Confident predictability: identifying reliable gene expression patterns for individualized tumor classification using a local minimax kernel algorithm.

BACKGROUND: Molecular classification of tumors can be achieved by global gene expression profiling. Most machine learning classification algorithms furnish global error rates for the entire population. A few algorithms provide an estimate of probability of malignancy for each queried patient but the degree of accuracy of these estimates is unknown.
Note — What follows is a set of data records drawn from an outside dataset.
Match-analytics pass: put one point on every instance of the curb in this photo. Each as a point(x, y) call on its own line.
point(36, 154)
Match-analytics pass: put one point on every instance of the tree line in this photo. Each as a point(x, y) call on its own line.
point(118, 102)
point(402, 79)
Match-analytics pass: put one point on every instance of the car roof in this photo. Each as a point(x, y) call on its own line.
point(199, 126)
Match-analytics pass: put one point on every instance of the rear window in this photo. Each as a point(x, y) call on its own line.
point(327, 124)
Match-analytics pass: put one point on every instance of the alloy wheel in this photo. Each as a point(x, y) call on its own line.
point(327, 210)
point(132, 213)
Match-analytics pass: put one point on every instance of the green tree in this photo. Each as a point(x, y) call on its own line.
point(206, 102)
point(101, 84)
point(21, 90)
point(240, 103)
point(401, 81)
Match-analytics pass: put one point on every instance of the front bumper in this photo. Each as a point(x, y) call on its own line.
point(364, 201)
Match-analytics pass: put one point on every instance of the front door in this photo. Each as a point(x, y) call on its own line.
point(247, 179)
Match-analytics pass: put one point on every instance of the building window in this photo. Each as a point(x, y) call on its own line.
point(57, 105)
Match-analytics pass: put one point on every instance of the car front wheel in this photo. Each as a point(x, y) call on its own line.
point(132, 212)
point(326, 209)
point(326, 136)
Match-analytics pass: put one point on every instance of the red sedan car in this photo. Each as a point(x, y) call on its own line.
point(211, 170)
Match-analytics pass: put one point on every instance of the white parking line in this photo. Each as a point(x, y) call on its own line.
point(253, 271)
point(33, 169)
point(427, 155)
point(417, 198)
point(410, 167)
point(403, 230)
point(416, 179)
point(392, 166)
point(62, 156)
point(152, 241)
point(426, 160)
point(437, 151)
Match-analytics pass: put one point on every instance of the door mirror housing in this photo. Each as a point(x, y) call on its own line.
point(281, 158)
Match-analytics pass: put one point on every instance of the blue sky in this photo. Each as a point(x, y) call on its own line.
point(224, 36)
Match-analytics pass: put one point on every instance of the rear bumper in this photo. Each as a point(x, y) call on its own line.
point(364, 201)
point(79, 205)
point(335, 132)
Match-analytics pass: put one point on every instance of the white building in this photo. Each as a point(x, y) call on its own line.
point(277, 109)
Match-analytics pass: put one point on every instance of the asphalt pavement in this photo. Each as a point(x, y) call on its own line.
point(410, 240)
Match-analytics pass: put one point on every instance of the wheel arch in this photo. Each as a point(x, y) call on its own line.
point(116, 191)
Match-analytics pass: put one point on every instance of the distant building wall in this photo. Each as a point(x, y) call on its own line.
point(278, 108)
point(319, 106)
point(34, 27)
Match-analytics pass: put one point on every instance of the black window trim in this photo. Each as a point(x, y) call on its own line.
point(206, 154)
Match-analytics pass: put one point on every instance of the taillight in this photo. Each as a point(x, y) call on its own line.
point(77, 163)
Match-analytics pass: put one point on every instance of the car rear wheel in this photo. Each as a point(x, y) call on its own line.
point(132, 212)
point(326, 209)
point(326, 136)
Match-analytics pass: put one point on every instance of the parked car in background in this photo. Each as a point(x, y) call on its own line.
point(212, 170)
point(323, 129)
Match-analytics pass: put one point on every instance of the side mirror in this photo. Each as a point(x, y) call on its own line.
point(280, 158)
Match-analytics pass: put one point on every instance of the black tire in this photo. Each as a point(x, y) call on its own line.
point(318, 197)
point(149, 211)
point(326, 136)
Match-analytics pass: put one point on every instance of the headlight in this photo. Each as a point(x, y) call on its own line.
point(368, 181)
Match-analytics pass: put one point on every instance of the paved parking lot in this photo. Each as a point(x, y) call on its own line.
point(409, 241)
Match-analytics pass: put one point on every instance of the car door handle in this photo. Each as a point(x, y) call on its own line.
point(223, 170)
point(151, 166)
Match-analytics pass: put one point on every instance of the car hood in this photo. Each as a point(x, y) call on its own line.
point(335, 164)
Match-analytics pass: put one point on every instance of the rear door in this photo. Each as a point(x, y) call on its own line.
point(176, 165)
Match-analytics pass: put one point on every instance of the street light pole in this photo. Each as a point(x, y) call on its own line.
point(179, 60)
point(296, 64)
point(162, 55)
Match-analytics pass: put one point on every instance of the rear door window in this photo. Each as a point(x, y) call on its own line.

On the other hand local minimax learning provides such probability estimates with best finite sample bounds on expected mean squared error on an individual basis for each queried patient. This allows a significant percentage of the patients to be identified as confidently predictable, a condition that ensures that the machine learning algorithm possesses an error rate below the tolerable level when applied to the confidently predictable patients. RESULTS: We devise a new learning method that implements: (i) feature selection using the k-TSP algorithm and (ii) classifier construction by local minimax kernel learning. We test our method on three publicly available gene expression datasets and achieve significantly lower error rate for a substantial identifiable subset of patients. Our final classifiers are simple to interpret and they can make prediction on an individual basis with an individualized confidence level. CONCLUSIONS: Patients that were predicted confidently by the classifiers as cancer can receive immediate and appropriate treatment whilst patients that were predicted confidently as healthy will be spared from unnecessary treatment. We believe that our method can be a useful tool to translate the gene expression signatures into clinical practice for personalized medicine.